【西欧滞在日記 その2】チーズの臭い

 

 

 2008年4月8日(火)快晴。

 成田空港出発ロビーに集合したわたしたち「イタリア・フランス9日間周遊ツアー」のメンバー約20人はやがて現れるであろう添乗員を待っていた。

 昨日のバス騒動とは裏腹に本日はキチンと7時に起き、ANA国際ホテルの上品な味の朝食を堪能したわたし。
 
 「今日は順調に行きそうだ・・・」とわたしはご機嫌な顔で同行メンバーの顔を物色していた。
 若いヒトもいるし、年配のヒトもいる。
 ひとりで参加らしい女性もいるし、カップルもいる。

 「なるほど〜」と参加メンバーの顔を観てニヤニヤしていたわたしの前にやがて添乗員が現れた。女性だ。しかも若い。30代前半だろうか。
 この添乗員は吉永明美(よしながあけみ(仮名))さんという。約20人のメンバーはこの赤い旗を持った吉永さんの後を幼稚園の遠足のごとくついてゆく。

 「エールフランス航空775便搭乗の方は搭乗ロビーまでお進みください。・・・」

 海外旅行だから全日空や日本航空ではないのである。わたしは始めて乗る外国の飛行機に一抹の不安を覚えていた。
 やがて搭乗が始まる。自分の席についてシートベルトを締める。スチュワーデスは全員フランス人だ。しかも日本語を話す。

 「こんにちはー!」

 フランス人スチュワーデスの元気な挨拶にわたしたちツアー参加メンバー20人は苦笑しながら挨拶を返した。
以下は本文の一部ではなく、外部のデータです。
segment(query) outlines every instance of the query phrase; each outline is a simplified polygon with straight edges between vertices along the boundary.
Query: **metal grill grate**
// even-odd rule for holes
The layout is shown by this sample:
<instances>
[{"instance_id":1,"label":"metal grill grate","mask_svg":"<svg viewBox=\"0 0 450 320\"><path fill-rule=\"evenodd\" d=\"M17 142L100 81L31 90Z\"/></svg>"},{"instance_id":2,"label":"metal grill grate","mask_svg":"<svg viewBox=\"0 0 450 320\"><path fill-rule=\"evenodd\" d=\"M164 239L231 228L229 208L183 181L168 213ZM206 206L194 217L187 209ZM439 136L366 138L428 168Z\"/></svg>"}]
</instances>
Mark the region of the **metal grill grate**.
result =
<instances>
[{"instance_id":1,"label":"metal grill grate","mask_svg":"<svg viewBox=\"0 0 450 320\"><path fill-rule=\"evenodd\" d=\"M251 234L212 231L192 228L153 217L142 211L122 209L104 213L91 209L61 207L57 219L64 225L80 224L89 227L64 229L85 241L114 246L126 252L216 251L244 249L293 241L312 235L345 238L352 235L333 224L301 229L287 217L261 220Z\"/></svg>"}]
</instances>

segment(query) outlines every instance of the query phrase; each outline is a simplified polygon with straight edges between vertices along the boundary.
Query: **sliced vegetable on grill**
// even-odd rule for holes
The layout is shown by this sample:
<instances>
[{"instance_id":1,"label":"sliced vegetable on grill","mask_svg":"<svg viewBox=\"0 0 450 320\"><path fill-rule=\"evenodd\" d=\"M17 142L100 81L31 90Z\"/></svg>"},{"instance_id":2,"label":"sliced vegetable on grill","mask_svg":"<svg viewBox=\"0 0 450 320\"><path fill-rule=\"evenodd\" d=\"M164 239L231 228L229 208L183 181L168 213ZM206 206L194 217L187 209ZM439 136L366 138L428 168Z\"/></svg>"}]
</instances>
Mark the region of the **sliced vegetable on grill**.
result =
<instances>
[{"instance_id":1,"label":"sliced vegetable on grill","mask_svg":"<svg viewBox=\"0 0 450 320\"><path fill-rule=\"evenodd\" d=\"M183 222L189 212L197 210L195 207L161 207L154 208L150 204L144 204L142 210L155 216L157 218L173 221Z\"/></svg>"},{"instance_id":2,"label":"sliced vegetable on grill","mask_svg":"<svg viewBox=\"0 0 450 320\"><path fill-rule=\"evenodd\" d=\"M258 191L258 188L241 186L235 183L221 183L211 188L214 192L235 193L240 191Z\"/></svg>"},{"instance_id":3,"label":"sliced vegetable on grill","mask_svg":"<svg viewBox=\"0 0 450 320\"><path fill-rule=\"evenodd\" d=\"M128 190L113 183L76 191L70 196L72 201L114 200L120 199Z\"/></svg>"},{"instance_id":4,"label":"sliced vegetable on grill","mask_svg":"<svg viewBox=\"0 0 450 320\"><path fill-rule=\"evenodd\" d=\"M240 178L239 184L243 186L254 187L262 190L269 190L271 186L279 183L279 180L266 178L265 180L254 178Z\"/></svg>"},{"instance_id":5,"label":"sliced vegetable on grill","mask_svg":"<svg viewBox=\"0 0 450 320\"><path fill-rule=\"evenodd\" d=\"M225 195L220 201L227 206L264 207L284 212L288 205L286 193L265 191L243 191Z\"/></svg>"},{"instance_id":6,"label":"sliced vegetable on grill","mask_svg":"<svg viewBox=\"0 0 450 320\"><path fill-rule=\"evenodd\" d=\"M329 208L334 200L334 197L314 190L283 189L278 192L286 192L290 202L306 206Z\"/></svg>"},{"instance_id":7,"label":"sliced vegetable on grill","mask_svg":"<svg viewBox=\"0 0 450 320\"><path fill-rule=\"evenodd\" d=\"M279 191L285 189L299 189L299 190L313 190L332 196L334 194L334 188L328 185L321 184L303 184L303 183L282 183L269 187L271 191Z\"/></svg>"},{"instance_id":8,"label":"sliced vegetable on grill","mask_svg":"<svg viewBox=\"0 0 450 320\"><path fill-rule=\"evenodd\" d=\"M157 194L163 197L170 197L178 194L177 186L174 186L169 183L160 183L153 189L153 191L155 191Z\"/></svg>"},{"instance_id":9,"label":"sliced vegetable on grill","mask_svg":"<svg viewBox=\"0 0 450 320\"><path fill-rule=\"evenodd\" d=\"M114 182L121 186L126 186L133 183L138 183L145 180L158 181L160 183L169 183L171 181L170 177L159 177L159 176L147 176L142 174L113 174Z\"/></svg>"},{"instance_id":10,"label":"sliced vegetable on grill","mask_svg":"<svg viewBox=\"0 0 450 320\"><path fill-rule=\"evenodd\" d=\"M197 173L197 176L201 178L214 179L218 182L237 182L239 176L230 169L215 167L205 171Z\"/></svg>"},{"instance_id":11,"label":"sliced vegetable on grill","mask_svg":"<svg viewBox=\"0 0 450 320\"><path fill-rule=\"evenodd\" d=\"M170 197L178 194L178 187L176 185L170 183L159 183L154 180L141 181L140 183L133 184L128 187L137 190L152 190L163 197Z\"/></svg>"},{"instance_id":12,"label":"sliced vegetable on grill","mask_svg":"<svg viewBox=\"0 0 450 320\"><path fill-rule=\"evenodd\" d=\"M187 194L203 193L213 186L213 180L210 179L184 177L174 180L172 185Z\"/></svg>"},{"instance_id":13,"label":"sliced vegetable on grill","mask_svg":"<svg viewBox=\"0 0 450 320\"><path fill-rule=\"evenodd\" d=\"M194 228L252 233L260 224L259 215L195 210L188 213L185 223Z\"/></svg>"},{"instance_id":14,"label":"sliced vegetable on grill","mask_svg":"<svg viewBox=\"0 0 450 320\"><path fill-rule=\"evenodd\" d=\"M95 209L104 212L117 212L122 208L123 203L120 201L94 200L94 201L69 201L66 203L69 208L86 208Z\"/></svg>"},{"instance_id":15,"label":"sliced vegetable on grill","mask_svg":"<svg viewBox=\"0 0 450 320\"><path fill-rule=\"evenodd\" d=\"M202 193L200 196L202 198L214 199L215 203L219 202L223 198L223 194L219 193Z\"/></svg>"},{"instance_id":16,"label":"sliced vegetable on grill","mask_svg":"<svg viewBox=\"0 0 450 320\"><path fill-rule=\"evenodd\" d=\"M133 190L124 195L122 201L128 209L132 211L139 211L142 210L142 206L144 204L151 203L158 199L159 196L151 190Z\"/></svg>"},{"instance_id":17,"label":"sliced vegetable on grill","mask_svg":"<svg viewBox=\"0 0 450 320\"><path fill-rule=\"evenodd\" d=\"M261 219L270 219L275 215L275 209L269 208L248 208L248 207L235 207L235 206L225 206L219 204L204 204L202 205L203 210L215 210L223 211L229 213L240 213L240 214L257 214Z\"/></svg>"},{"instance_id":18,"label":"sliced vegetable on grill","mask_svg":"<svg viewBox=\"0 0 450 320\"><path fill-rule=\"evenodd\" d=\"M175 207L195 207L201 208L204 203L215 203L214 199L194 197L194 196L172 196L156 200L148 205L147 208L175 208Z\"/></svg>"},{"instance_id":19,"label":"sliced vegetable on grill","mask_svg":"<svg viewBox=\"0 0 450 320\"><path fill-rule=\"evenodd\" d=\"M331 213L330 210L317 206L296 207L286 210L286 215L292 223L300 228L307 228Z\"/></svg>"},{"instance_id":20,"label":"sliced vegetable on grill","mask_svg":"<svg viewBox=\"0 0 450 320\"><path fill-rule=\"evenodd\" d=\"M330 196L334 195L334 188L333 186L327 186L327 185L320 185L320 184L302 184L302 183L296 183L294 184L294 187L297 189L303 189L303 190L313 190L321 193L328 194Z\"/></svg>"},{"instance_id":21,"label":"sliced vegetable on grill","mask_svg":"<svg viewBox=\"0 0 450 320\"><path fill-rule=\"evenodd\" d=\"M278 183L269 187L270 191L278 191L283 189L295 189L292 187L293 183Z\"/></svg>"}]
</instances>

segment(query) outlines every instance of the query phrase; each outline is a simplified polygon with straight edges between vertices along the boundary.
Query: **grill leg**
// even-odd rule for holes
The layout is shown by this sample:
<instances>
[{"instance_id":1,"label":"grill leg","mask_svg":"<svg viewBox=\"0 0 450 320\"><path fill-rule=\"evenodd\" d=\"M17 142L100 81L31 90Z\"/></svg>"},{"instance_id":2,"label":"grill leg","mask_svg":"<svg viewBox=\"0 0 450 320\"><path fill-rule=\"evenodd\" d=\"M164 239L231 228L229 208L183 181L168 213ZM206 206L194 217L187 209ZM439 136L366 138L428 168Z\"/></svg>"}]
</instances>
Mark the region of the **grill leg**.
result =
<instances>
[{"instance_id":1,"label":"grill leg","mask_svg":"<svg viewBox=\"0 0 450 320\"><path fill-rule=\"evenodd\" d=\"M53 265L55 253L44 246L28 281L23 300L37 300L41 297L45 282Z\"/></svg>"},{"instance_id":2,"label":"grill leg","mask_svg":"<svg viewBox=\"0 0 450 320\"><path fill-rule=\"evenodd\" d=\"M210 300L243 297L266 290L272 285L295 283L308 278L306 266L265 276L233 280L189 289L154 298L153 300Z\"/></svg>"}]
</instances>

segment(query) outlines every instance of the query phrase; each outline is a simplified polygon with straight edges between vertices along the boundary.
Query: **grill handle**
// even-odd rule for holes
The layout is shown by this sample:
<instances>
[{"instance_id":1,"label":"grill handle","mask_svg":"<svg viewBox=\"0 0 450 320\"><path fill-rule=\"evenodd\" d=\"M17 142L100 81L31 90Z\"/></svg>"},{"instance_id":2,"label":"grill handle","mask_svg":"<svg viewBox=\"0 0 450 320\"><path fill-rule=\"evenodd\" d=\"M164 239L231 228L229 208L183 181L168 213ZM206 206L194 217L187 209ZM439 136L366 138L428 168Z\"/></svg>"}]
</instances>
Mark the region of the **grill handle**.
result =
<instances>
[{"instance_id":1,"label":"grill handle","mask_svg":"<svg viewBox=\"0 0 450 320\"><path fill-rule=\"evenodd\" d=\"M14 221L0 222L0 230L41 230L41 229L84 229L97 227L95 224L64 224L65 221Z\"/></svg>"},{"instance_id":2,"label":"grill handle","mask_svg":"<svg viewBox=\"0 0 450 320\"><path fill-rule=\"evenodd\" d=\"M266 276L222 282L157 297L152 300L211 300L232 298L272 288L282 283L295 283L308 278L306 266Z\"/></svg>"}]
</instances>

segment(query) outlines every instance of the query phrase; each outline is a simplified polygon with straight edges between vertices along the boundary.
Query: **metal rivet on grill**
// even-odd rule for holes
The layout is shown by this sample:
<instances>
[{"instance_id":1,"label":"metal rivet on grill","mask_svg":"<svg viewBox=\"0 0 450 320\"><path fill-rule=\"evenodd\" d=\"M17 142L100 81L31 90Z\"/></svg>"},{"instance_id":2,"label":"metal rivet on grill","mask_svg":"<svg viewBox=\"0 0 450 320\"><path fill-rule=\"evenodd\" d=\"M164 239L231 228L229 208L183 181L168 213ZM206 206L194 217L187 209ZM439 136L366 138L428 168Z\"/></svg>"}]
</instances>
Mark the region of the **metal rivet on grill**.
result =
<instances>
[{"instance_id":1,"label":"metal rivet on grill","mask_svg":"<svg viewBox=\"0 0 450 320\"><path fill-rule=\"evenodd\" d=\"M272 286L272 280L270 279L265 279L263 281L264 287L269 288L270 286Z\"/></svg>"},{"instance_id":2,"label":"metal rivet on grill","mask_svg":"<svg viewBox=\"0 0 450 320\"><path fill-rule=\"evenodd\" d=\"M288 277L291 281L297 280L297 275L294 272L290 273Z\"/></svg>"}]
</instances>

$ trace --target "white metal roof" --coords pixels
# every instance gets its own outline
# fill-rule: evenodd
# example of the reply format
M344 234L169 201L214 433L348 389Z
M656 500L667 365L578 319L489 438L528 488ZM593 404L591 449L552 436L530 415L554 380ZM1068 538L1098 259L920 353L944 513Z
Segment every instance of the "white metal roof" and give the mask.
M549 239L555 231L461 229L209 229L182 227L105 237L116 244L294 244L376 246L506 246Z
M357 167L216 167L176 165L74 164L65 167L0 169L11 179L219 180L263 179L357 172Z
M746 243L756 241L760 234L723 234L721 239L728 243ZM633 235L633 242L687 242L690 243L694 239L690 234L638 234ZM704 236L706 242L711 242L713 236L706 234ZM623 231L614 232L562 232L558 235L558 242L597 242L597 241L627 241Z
 やがて飛行機は離陸。しばしの別れよ。ニッポン。・・・などと感慨にふけっていた頃、スチュワーデスが「機内食」を配りだした。なんだか見るからに味付けの濃そうな食事である。さらにどうみても料理に合いそうもないオレンジジュースやらその他のごてごてしたものが並んでいる。
 
 しかもなにか臭う。なんだろう・・・?

 と考えながらわたしは機内食を口にした。

 「濃い!」

 案の定味付けが非常に濃い。これは日本人向けの食事ではない。明らかに外国人向けだ。さらに驚いたのがチーズである。チーズの包装を解くと強烈なチーズの臭いが臭ってきた。わたしは思わずげっぷが出そうになった。

 「本物の「チーズ臭い」とはこれほどのものだったのか!」

 これはなんとも言えない臭いである。おおよそ日本にいる時には経験できない臭いである。あえて形容すれば外国のアニメ「トムとジェリー」を臭いにすればこういう臭いになるという形容が出来るであろうか。

 それでも食べないわけにはいかない。わたしはゲップが出るのを抑えながら、異常なほどに味が濃い「機内食」を食べ始めた。あたりでプンプン臭う「チーズの臭い」に食欲を削がれながら。

 この「チーズの臭い」には旅行終了まで悩ませられたことを付け加えておこう。

 これが牧畜文化と農耕文化の違いか!

 初めて体験するカルチャーショックをまざまざと感じさせながら「エールフランス航空775便」は一応の目的地・パリを目指して飛んでゆく。


 それはしかし「まだまだ除の口」の驚くべき世界への出発であった。